Solo gente folle può pensare che Gela sia la stessa cosa che Taormina. E credo che non si debba aggiungere niente altro.

Interessante allora questo studio recente che proprio quantifica con i numeri le perdite turistiche a causa delle trivelle. Secondo i dati del South Environmental Law Center, le comunità che si affacciano sul golfo del Messico di Louisiana, Texas ed Alabama incassano la metà dei soldi turistici rispetto alle comunità della Florida.

Perché questo è importante per l’Italia? Perché anche qui i petrolieri continuano a persistere che turismo e petrolio si può. E invece no, non è così. Basta vedere questa mappa:

Turismo e petrolio in Usa

Le contee senza infrastrutture petrolifere, in verde e quasi tutte nella zona della Florida, incassano in media 1300 dollari a persona l’anno dal turismo. In quelle rosse, l’incasso è esattamente la metà, 682.

Nel frattempo ci sono anche dei numeri collegati a vari incidenti petroliferi che hanno avuto influenze negative sul turismo di Florida, stato dove non si trivella, ma dove spesso arrivano scie di petrolio da incidenti che accadono altrove.

Ad esempio nel 1979 il pozzo Ixtoc 1 rilasciò 3,3 milioni di barili di petrolio in mare, nel golfo del Messico, a quasi mille chilometri dalla riva del Texas. Ci vollero nove mesi per fermare il tutto. Il petrolio arrivò in Texas e circa 300 chilometri di riviera texana furono inquinate.

Perdite economiche? Certo: 300 milioni di dollari che le associazioni turistiche chiesero ai petrolieri in una class action nel 1980. 300 milioni di dollari nel 1980 sono circa 950 milioni di dollari oggi.

In quella occasione, il turismo calò fra il 30 e il 60% a secondo delle località.

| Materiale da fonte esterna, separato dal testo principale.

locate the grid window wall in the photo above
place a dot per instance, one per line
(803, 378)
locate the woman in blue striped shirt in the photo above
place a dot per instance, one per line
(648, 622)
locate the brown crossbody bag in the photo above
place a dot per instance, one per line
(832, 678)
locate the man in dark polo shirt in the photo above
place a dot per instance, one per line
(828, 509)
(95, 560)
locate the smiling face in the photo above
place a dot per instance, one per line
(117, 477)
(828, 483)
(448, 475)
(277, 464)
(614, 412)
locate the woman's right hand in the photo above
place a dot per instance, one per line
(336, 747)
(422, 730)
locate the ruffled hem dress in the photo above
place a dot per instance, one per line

Il professor Charles Lamphear, dell’Universita’ di Lincoln, Nebraska, disse che l’incidente essenzialmente paralizzò il turismo per mesi. Altri soldi furono spesi successivamente per pubblicizzare che le spiagge erano pulite e che i vacanzieri potevano tornare.

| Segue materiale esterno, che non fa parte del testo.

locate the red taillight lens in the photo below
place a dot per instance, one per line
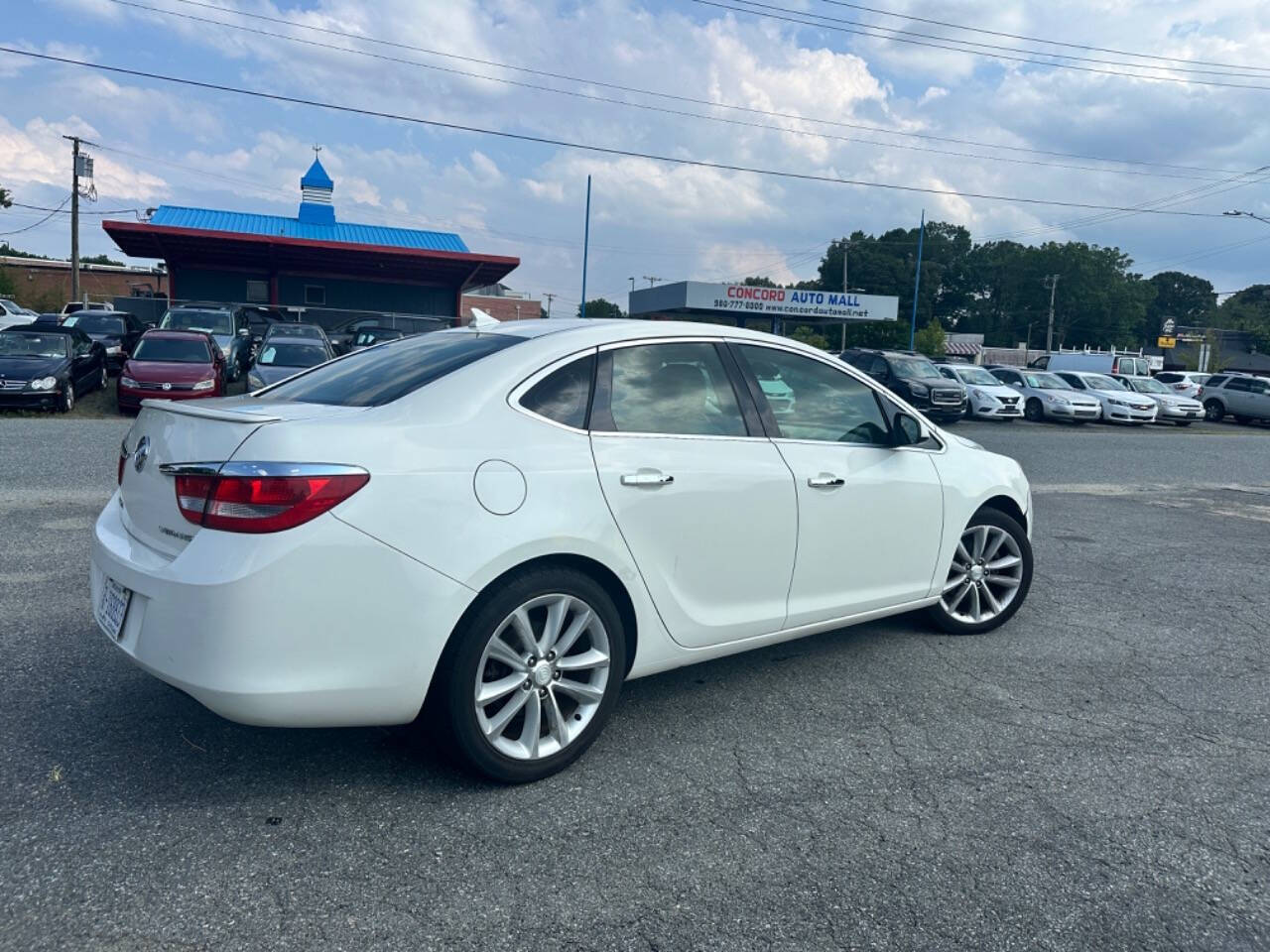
(262, 503)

Un altro caso ben studiato da un punto di vista economico è il disastro petrolifero di Santa Barbara, del 1969. Qui invece arrivarono circa 100.000 barili di petrolio lungo 35 chilometri di costa, e ci fu una class action da 6,5 milioni di dollari da parte di residenti, e gestori di hotel. Sono 43 milioni di dollari di oggi. I danni totali all’ambiente vennero calcolati in 16 milioni di dollari, circa 100 milioni di oggi.

E poi c’e’ il golfo del Messico, l’incidente del 2010. È quasi impossibile quantificare le perdite qui, ma si tratta di almeno 22 miliardi di dollari per i soli primi tre mesi, da aprile a luglio. E noi, vogliamo essere Gela o Taormina?